William Harvey Research Institute, Barts and the London School of Medicine, London, UK.
Universidade de Lisboa, Lisbon Academic Medical Centre and Hospital de Santa Maria, Centro Hospitalar Lisboa Norte, Lisbon, Portugal.
Arthritis Rheumatol. 2018 May;70(5):702-710. doi: 10.1002/art.40433. Epub 2018 Apr 2.
To evaluate whether the choice of synovial biopsy technique (arthroscopy, blind needle [BN] biopsy, ultrasound [US]-guided portal and forceps [P&F], or US-guided needle biopsy [NB]) translates to significant variation in synovial tissue quality and quantity, with the aim of informing recommendations for the choice of synovial sampling technique within clinical trials.
In total, 159 procedures from 5 academic rheumatology centers were evaluated. Hematoxylin and eosin-stained, paraffin-embedded synovial tissue sections from patients with inflammatory arthritis were assessed in order to determine the proportion of graded synovial fragments, total area of graded synovial tissue, and synovitis score per procedure. RNA quantity (μg of RNA) and quality (RNA integrity number) per procedure were also assessed in the synovial samples.

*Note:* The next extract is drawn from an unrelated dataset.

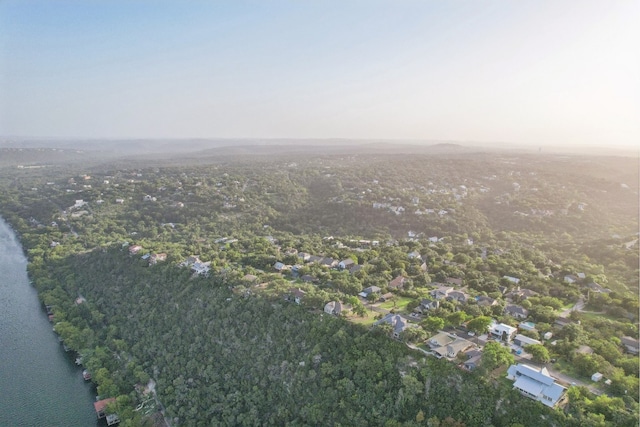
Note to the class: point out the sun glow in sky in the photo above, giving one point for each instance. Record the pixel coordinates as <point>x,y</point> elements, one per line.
<point>527,72</point>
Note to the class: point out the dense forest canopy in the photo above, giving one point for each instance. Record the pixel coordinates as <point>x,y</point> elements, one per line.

In this study, 84 of the 159 procedures performed on large joints at baseline (25 arthroscopic, 35 US-P&F, 11 US-NB, and 13 BN biopsies), 41 of the 159 procedures performed on small joints at baseline (11 US-P&F, 20 US-NB, and 10 BN biopsies), and 34 sequential biopsy procedures were evaluated. Compared to all other techniques evaluated in the small and large joints, fewer small joint BN biopsies and a significantly lower proportion of large joint BN biopsies yielded graded synovial tissue. No significant difference in either the proportion of graded tissue samples or total graded synovial tissue area between the US-NB and arthroscopic large joint procedures was demonstrated. Among the sequential biopsy procedures evaluated (small joint US-NB, large joint arthroscopy, US-P&F biopsy, and BN biopsy), no significant difference in the proportion of graded synovial tissue or total graded synovial tissue area was demonstrated. All procedures yielded RNA of significant quality and quantity for subsequent transcriptomic analysis.
These data support the integration of US-guided methods along with arthroscopic biopsy for clinical trial protocols in which sequential sampling of synovium from the large and small joints is needed for both histologic and molecular analysis. BN biopsy may be considered if graded synovial tissue is not required for subsequent analyses.
评估滑膜活检技术(关节镜、盲针[BN]活检、超声[US]-引导的端口和钳子[P&F]、或 US-引导的针活检[NB])的选择是否会导致滑膜组织质量和数量的显著差异,旨在为临床试验中滑膜取样技术的选择提供建议。
共评估了 5 个学术风湿病中心的 159 例操作。评估了来自炎症性关节炎患者的苏木精和伊红染色、石蜡包埋的滑膜组织切片,以确定分级滑膜碎片的比例、分级滑膜组织的总面积和每个操作的滑膜炎评分。还评估了每个操作的滑膜样本的 RNA 量(μg RNA)和质量(RNA 完整性数)。
在这项研究中,评估了基线时大关节上进行的 84 例操作(25 例关节镜、35 例 US-P&F、11 例 US-NB 和 13 例 BN 活检)、基线时小关节上进行的 41 例操作(11 例 US-P&F、20 例 US-NB 和 10 例 BN 活检)和 34 例连续活检操作。与在大小关节中评估的所有其他技术相比,小关节 BN 活检获得的分级滑膜组织较少,大关节 BN 活检的分级滑膜组织比例显著降低。在 US-NB 和关节镜大关节操作之间,无论是分级组织样本的比例还是总分级滑膜组织面积均无显著差异。在所评估的连续活检操作(小关节 US-NB、大关节关节镜、US-P&F 活检和 BN 活检)中,分级滑膜组织的比例或总分级滑膜组织面积无显著差异。所有操作均产生了用于后续转录组分析的具有显著质量和数量的 RNA。
这些数据支持将 US 引导的方法与关节镜活检结合使用,以纳入临床试验方案,在这些方案中需要对大小关节的滑膜进行连续采样,以进行组织学和分子分析。如果后续分析不需要分级滑膜组织,则可以考虑 BN 活检。